O número de negros hospitalizados por  SRAG (Síndrome Respiratória Aguda Grave) causada por coronavírus aumentou para 5,5 vezes. Representam 36,4% das internações, mas 45,3% dos óbitos por Covid.

Respeitar as orientações de distanciamento social também é um desafio, sobretudo, porque muitos estão nas áreas periféricas, com alta densidade populacional. Em alguns casos, sem acesso a serviços básicos, como saneamento e água corrente.

Nesse momento a determinação da fila única para acesso aos leitos destinados ao tratamento de pacientes com Covid-19 é fundamental para impedir mais uma face da desigualdade. Grande parte dos negros que adoece depende do SUS (Sistema Único de Saúde) para tratamento. Estudos apontam que 67% dos brasileiros que não têm recursos para acessar o serviço privado de saúde são negros.

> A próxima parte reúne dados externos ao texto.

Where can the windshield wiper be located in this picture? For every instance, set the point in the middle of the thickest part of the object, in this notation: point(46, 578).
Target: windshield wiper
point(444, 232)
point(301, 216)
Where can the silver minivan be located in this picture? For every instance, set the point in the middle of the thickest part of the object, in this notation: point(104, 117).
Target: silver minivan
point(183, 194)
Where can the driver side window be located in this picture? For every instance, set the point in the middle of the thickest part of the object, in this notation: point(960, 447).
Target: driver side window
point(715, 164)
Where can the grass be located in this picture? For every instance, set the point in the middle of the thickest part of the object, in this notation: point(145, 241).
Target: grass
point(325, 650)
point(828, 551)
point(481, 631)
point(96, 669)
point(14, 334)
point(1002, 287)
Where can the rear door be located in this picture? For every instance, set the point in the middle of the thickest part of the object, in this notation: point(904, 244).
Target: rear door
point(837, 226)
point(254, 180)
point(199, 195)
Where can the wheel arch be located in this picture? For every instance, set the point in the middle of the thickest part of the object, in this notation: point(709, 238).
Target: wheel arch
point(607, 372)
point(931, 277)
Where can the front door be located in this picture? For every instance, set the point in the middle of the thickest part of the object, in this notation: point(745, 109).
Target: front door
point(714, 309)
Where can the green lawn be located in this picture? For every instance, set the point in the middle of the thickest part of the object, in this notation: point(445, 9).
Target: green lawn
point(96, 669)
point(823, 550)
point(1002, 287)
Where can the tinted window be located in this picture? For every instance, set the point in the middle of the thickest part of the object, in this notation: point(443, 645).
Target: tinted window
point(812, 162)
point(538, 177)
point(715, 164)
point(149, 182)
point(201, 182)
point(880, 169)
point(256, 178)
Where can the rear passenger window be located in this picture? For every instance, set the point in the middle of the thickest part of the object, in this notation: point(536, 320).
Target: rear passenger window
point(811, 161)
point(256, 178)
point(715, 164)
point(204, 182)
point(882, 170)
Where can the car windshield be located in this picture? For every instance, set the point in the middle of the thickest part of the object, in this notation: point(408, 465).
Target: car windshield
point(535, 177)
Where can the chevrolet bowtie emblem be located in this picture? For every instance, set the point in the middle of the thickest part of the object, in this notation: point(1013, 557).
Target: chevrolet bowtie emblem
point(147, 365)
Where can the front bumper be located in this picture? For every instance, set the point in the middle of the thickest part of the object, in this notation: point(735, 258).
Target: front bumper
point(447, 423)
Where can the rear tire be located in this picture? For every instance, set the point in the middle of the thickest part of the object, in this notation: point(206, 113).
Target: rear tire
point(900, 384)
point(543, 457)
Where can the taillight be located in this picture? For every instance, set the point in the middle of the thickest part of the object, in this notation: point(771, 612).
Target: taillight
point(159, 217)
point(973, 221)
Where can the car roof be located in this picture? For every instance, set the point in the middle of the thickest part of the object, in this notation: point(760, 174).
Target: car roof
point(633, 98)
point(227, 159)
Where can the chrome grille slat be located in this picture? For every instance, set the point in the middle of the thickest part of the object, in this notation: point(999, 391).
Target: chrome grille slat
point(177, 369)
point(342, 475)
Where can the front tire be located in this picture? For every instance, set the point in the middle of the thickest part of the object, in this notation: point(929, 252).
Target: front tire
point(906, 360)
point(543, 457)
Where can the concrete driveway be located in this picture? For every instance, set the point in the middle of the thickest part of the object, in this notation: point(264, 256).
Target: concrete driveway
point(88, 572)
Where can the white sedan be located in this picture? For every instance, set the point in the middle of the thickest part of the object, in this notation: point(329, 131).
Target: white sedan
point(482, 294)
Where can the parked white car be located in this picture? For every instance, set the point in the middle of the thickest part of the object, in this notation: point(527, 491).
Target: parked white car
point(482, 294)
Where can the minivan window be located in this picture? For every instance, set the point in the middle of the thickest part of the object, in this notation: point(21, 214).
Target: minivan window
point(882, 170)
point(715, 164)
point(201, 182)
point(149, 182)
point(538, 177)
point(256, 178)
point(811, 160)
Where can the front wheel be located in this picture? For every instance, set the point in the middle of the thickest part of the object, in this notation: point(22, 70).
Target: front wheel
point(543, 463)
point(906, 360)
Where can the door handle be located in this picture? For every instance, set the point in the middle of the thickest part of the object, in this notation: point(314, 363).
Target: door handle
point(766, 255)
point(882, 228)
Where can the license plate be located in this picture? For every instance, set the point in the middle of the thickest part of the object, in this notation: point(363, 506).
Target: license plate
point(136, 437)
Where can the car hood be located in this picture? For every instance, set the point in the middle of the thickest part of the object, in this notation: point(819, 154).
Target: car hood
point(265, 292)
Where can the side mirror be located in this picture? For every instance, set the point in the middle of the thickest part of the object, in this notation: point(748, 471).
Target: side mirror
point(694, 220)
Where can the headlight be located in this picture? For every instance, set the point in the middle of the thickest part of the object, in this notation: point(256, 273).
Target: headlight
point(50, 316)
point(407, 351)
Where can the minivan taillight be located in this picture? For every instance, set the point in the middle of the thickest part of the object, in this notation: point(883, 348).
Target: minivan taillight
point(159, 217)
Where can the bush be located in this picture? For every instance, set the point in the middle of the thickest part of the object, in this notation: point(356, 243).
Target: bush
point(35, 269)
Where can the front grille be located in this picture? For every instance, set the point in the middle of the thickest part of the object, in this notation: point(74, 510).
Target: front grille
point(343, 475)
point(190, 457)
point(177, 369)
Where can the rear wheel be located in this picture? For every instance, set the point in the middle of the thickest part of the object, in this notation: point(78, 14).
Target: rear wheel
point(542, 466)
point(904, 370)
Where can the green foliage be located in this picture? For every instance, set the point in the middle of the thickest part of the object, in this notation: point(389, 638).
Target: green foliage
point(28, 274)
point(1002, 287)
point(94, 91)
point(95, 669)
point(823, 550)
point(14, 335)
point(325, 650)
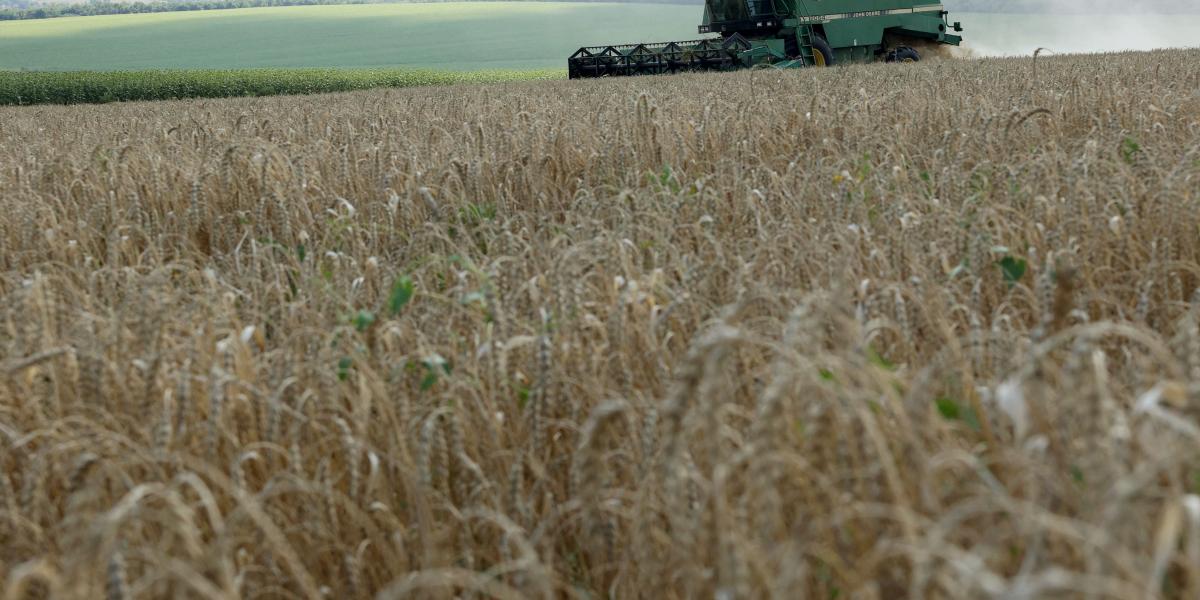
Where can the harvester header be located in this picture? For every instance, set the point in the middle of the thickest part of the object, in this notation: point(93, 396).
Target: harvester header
point(786, 34)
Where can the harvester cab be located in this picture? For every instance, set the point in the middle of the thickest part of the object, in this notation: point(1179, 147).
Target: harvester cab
point(785, 34)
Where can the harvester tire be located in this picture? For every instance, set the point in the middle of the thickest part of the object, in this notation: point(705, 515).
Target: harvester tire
point(904, 54)
point(822, 53)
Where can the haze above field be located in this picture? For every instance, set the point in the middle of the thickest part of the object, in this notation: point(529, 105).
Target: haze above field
point(1023, 6)
point(477, 35)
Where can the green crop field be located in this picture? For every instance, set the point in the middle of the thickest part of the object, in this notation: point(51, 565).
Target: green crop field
point(459, 36)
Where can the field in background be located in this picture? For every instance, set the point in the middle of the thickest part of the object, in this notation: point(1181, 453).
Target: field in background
point(100, 87)
point(471, 35)
point(443, 36)
point(871, 333)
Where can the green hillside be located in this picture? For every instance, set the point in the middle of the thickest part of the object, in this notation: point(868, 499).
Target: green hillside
point(444, 36)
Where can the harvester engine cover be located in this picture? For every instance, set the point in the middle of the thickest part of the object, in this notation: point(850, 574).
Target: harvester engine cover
point(785, 34)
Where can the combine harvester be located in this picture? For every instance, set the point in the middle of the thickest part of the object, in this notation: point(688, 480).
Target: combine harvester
point(785, 34)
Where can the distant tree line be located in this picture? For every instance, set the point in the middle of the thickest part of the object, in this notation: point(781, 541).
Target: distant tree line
point(17, 10)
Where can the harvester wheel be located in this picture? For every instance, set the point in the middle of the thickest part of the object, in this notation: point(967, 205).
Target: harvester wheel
point(822, 54)
point(904, 54)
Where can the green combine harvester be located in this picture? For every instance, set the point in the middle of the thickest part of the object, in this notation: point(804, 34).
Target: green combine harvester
point(785, 34)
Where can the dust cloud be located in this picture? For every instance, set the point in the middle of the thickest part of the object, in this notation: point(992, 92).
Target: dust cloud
point(1067, 27)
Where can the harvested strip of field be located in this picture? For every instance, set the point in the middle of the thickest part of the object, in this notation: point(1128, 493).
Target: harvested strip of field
point(79, 88)
point(877, 331)
point(444, 36)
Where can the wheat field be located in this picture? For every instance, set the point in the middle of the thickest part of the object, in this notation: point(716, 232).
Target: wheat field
point(865, 333)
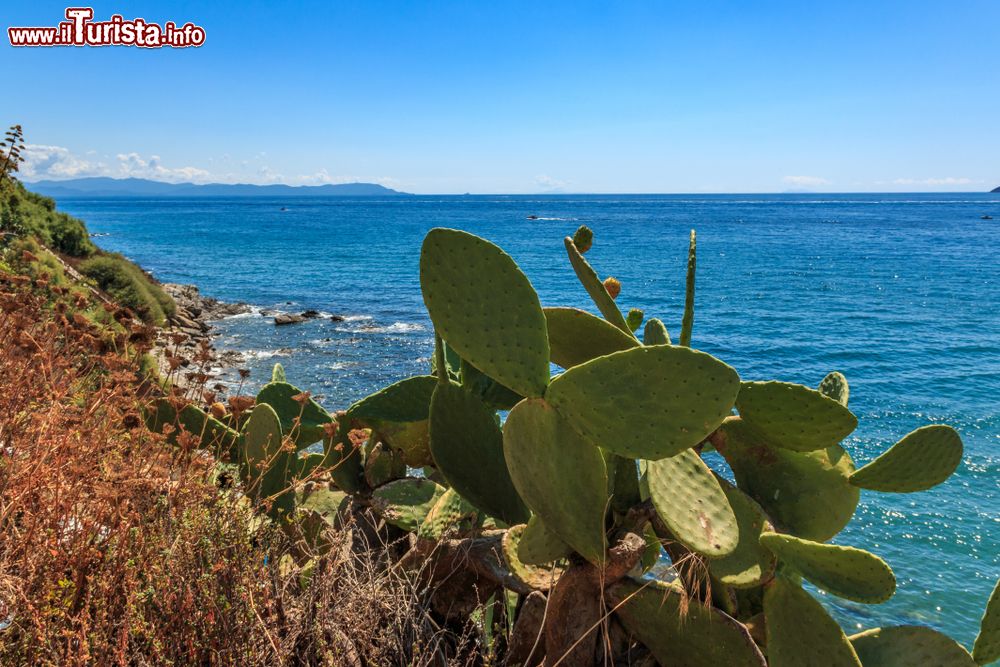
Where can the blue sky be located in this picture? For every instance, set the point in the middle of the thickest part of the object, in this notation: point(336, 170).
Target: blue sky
point(488, 97)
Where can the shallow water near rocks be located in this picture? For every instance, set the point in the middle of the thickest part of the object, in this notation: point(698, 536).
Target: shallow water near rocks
point(899, 292)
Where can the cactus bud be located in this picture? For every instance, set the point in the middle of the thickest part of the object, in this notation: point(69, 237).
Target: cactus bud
point(583, 239)
point(613, 287)
point(634, 318)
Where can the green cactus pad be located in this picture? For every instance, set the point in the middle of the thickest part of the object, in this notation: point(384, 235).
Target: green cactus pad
point(800, 631)
point(576, 336)
point(540, 546)
point(481, 303)
point(538, 577)
point(987, 646)
point(278, 373)
point(405, 503)
point(400, 414)
point(678, 633)
point(279, 395)
point(266, 469)
point(853, 574)
point(835, 386)
point(688, 498)
point(559, 475)
point(214, 435)
point(450, 514)
point(909, 646)
point(794, 416)
point(804, 493)
point(595, 288)
point(655, 333)
point(924, 458)
point(647, 402)
point(467, 447)
point(750, 564)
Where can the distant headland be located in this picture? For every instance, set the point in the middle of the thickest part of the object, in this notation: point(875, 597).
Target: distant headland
point(140, 187)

Diante do cenário de calamidade pública, são os hospitais públicos e o Sistema Único de Saúde, a ponta de lança no combate a pandemia. É preciso garantir que todas as vidas sejam tratadas com dignidade.

A luta contra o racismo está longe de ter fim, é preciso fortalecer os corpos e reforçar as almas, a liberdade é uma conquista diária e a população negra é protagonista da sua história.